The Chimpanzee Sanctuary & Wildlife Conservation Trust (Chimpanzee Trust) has received Shs10 million from Ruparelia Foundation which will be used to feed chimpanzees at Ngamba Island Chimpanzee Sanctuary.
According to Dr Joshua Rukundo, the executive director of the Chimpanzee Trust, such support motivates them to protect and conserve endangered species like chimpanzees.
"These funds will go a long way to ensuring the survival of the rescued and orphaned chimpanzees in our care as we navigate the effects of a lockdown brought about by the COVID-19 global pandemic," Dr Rukundo said in a statement.
In the wake of the lockdown, Ngamba Island Chimpanzee Sanctuary joined the Uganda Wildlife Conservation Education Centre (UWEC) to appeal for public support to sustain the conservation facility.
The sanctuary, which is part of the Koome group of islands on Lake Victoria relies 10 percent on tourists for its existence.

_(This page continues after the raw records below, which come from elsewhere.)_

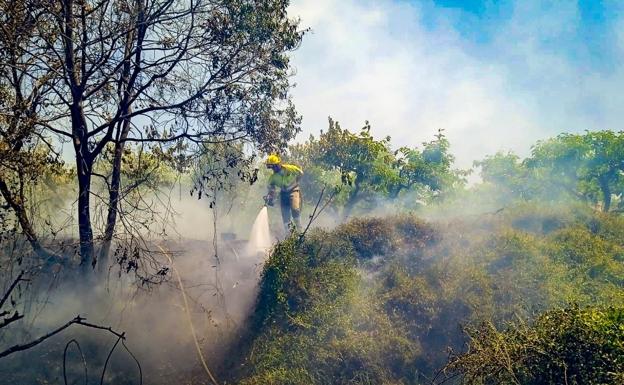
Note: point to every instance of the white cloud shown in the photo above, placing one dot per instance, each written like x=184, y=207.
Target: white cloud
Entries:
x=376, y=61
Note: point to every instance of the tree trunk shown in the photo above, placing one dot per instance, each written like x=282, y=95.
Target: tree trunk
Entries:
x=113, y=204
x=606, y=195
x=113, y=194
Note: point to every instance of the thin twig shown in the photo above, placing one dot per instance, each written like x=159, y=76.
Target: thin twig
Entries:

It is home to 50 orphaned and rescued chimpanzees.
Under 'Feeding the Chimps Campaign', the 22-year-old sanctuary, that occupies 100 acres is appealed to the public to support the feeding and care of chimpanzees with both fresh foods and cereals and games for the isolated staff.
When the COVID-19 broke out in February, the management planned for a shut-down of the sanctuary and put in place measures to help sustain operations for about six months.
However, management said later that they did not expect the outbreak to become a pandemic and force total lockdown.
"It has taken us by surprise and we find our planning inadequate. The chimpanzees feed on about 2,625 kilogrammes of fruits and vegetables every month, supplied now every 10 days," Dr Rukundo, said on May 7.
The chimpanzees, he said need about 500 kilogrammes of posho and millet in equal measure as well as 50 kilogrammes of soy, every month.